Jackson has been reborn in this offense after basically being used as a one- or two-dimensional piece in the recent years. Jackson seemed bored by "go" routes and hitch routes and screens. Kelly has used him across the middle much more this year, and Jackson is almost unstoppable dragging a cover man two steps behind him. Kelly wanted more versatility from Jackson and he's gotten that every week of the season.
"He has a unique skill set and you don't want to just leave him in one spot where everyone knows where he is," said Kelly. "I think the credit goes to DeSean as he has the ability to grasp. He is a really smart receiver and can play multiple positions for us and be effective in multiple positions for us. Some guys are just inside guys and some guys are just outside guys, but I think he is a combination of the two.
"It's fun as a coach when you have a player like him that you can move around."
This has been a terrific season of rebirth for Jackson, the perfect in the scheme. As the Chicago Bears prepare their defense for Sunday night's game, they want to find a way to corral Jackson without taking too much personnel away from running back LeSean McCoy and the other weapons in the Eagles' attack.
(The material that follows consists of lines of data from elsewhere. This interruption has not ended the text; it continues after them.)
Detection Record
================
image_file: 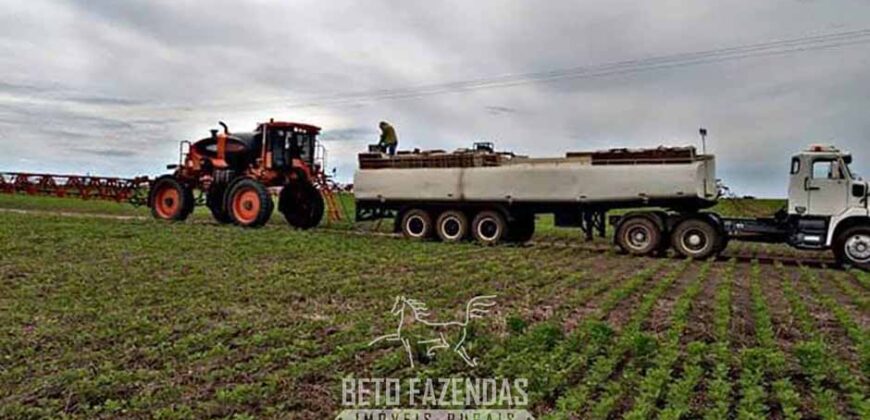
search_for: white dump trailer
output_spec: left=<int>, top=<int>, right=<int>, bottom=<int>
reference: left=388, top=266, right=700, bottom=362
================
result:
left=354, top=141, right=870, bottom=269
left=354, top=149, right=717, bottom=207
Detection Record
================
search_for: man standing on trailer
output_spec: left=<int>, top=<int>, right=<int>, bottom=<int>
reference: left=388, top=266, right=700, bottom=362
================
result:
left=378, top=121, right=399, bottom=156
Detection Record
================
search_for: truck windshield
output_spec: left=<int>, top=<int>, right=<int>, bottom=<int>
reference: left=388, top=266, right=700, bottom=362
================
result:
left=843, top=161, right=860, bottom=179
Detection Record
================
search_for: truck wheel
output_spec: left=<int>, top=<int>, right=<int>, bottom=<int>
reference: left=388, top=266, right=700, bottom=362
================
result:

The Eagles will find a way to get Jackson the ball, though. He's one of the best we've ever seen here, and his season's numbers stand on their own. No question, when he's finished being an Eagle, Jackson will stand alone as the most dynamic wide receiver in the history of a wide receiver-rich franchise. Enjoy the show, folks, and appreciate the greatness before us. Jackson is a special player, one worth the price of admission every week, flaws and all.